Juncker, a former chairman of euro zone finance ministers and veteran EU deal-maker, does not want the euro zone to break up on his watch, officials say.
This limits negotiating options and strengthens the hand of those in Athens gambling that the euro zone would not allow Greece to default, so if the country holds out long enough against unpopular reforms, the euro zone will blink first.
Not all euro zone governments share the Commission’s view that Greece must stay. And it is governments, in the end, that will decide what, if any, deal Greece gets since only they have money. The Commission has no funds of its own.
Juncker has defended the differentiated negotiating tactics.
“It is quite normal that the three of us have different views, but we have to make sure that at the very end Greece will be presented with a unified deal by the three institutions,” Juncker told MNI in an interview on Tuesday.
“The Greeks shouldn’t try to play on the diversity of views between the three institutions,” he said.
Euro zone governments reluctantly bailed Greece out twice before because they felt they had no other choice at the time — a Grexit in 2010 or 2012 would have badly hit all euro zone countries. Not any more, the hawks say.
With the ECB’s government bond-buying plan under way, an operational euro zone bailout fund, euro zone banks under a single supervisor after rigorous stress tests, and three of the five bailed out countries already out of their programs, many officials believe a Grexit would now cause limited political damage and have manageable economic consequences.
Portugal, Ireland and Spain, all of which had to introduce tough reforms under their own bailout programs, do not see why Greece should get better treatment then they did. Easier terms for Athens could undermine their governments’ re-election bids.
Juncker admitted that Athens may have misinterpreted his friendliness and as a result made things more difficult.
“Sometimes I get the impression that when I say time and time again that Grexit is not an option, that failure is not an option, the Greeks feel that I can prevent it,” he told MNI.
“I am not the only player. So I am openly in flavor of the Greeks but sometimes the Greeks are making the lives of their friends very difficult,” he said.
IMF “BAD COP”
With the Commission taking the soft approach, the IMF has become the “bad cop” among the three institutions. Its views are more in line with those of hardline governments. The ECB is relatively neutral, but with more inclination towards the IMF’s stance, officials said.
“It is without any doubt that the very friendly and at times nebulous and confusing communication of parts of the Commission has led the Greeks up the garden path,” a senior euro zone official involved in the negotiations said.

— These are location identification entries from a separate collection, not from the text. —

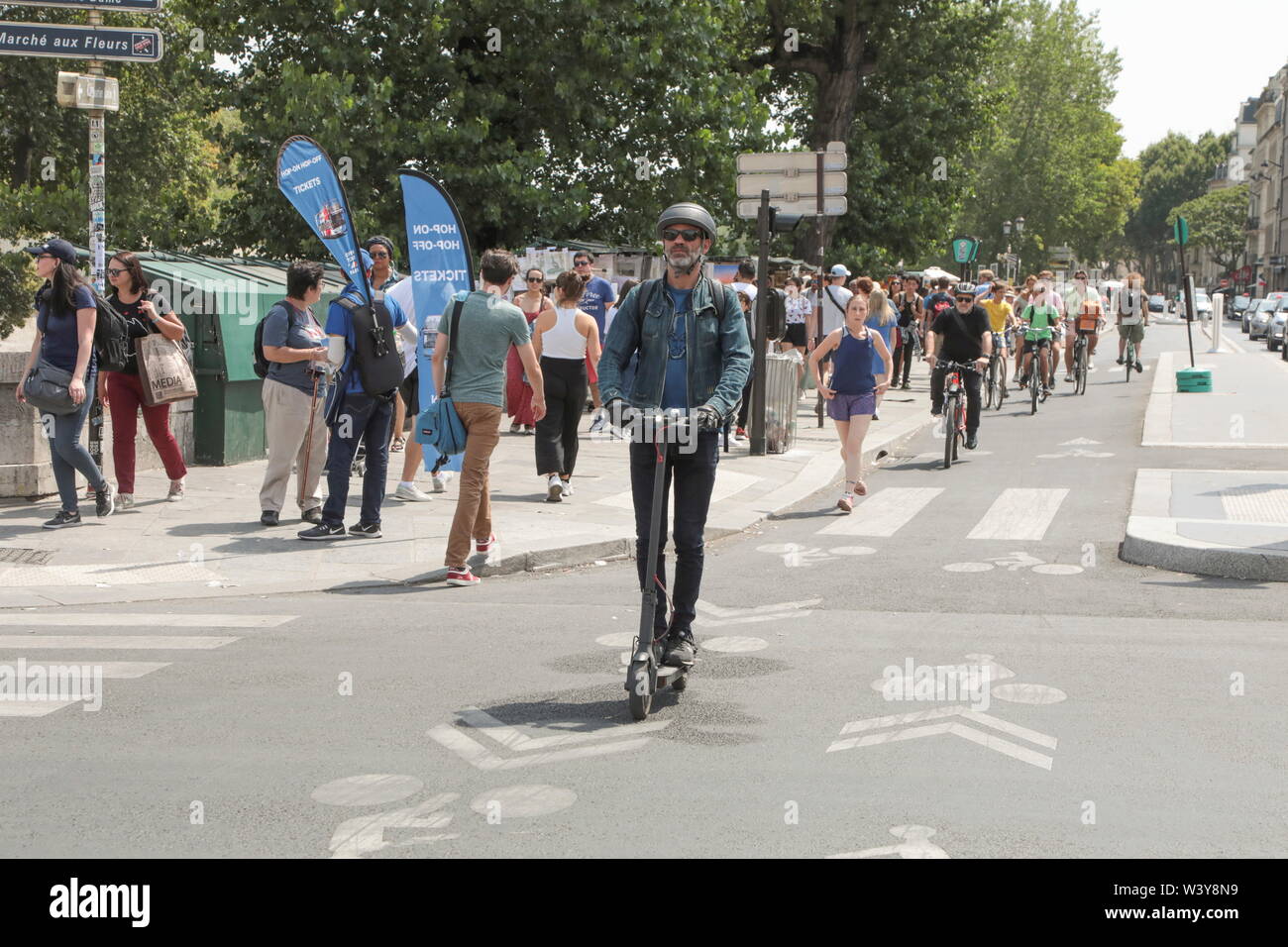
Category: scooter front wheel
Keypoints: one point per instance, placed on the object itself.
(639, 689)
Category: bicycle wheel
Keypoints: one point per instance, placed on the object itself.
(949, 429)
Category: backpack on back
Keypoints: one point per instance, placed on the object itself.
(375, 346)
(262, 364)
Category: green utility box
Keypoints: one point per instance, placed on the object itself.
(1194, 380)
(220, 302)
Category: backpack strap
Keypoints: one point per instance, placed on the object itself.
(454, 321)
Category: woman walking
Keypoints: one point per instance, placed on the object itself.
(853, 389)
(294, 397)
(518, 393)
(566, 339)
(146, 312)
(65, 315)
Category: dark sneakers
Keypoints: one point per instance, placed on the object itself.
(323, 532)
(679, 650)
(62, 519)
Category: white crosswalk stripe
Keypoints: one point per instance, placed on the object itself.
(884, 513)
(35, 686)
(1019, 514)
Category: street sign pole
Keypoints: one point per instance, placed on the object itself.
(764, 223)
(97, 235)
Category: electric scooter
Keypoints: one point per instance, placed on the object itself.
(647, 674)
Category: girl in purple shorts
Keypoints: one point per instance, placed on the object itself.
(853, 388)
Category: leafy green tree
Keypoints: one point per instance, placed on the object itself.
(897, 80)
(160, 161)
(1172, 171)
(1054, 155)
(574, 119)
(1216, 222)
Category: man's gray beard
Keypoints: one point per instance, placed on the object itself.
(686, 269)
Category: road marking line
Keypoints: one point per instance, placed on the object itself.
(511, 738)
(95, 620)
(115, 642)
(33, 707)
(884, 513)
(480, 757)
(111, 671)
(1019, 514)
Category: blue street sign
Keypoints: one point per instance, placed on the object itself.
(60, 42)
(119, 5)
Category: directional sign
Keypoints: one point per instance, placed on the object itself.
(793, 185)
(60, 42)
(806, 206)
(119, 5)
(774, 162)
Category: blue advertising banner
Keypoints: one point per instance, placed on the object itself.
(309, 180)
(441, 268)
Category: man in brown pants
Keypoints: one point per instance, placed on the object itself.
(487, 328)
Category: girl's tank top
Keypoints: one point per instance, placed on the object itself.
(563, 341)
(851, 364)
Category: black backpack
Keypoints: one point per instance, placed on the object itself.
(375, 346)
(262, 364)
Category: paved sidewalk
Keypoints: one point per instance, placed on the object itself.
(211, 544)
(1224, 519)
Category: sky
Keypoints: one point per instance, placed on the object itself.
(1188, 64)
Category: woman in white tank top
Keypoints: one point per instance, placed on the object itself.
(563, 338)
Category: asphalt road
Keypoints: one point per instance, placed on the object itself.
(1131, 712)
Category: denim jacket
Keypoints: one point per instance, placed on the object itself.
(719, 351)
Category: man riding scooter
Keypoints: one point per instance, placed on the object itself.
(695, 357)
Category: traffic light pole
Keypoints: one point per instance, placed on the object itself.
(764, 224)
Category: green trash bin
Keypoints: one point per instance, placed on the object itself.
(222, 302)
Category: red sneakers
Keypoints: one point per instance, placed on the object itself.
(462, 575)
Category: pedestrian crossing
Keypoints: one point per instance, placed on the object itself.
(44, 672)
(1016, 514)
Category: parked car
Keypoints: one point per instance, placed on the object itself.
(1260, 321)
(1275, 331)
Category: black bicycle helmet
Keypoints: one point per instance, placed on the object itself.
(687, 213)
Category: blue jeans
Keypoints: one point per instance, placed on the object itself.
(695, 475)
(67, 453)
(360, 416)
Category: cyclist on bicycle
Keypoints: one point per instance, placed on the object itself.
(1001, 317)
(694, 356)
(1042, 318)
(1083, 308)
(960, 335)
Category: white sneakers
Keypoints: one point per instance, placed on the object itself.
(411, 493)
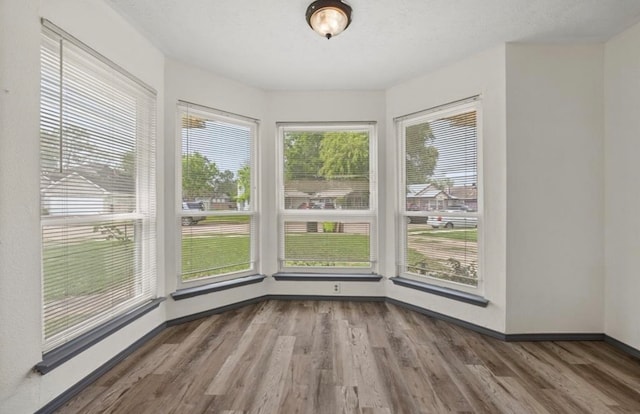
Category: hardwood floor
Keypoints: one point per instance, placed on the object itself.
(350, 357)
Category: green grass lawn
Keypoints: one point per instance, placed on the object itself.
(327, 249)
(85, 268)
(225, 220)
(463, 234)
(214, 255)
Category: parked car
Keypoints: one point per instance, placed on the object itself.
(416, 219)
(194, 208)
(452, 222)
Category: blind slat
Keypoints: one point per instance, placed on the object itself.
(441, 193)
(217, 165)
(97, 190)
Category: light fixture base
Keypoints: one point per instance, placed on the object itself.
(328, 18)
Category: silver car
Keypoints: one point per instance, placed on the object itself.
(439, 221)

“They (the Greeks) genuinely believed that there was an easy way out. Again, to be fair, 90 percent of that was Greek incompetence and, on the part of a very few of the Greek actors, malevolence,” the official said.
An example of confusing negotiating tactics came in February when Moscovici prepared a draft agreement for an extension of the Greek bailout.
He showed it to Greek Finance Minister Yanis Varoufakis before a meeting of euro zone ministers that was to discuss the issue. Greece was happy to sign the Moscovici paper at once.
But on entering the ministerial meeting, Varoufakis was handed a very different text, prepared by the chairman of the meeting Jeroen Dijsselbloem. This Athens could not accept and the meeting ended in acrimony with no agreement.
The Greeks leaked the Moscovici document to the media, embarrassing the Commission, which felt its efforts to facilitate a compromise had been betrayed.
While critical of the EU executive, euro zone officials also say the IMF and the ECB do not have the carry the same political responsibility for brokering a deal as the Commission.
Finding common ground among 19 states and three institutions borders on the impossible, especially since views differ sometimes even within the same government.
“If the Commission were not trying to bridge the points of view, there would be no bridging. So if you want a total failure, ask the Commission to abstain from giving its own opinions,” Juncker said.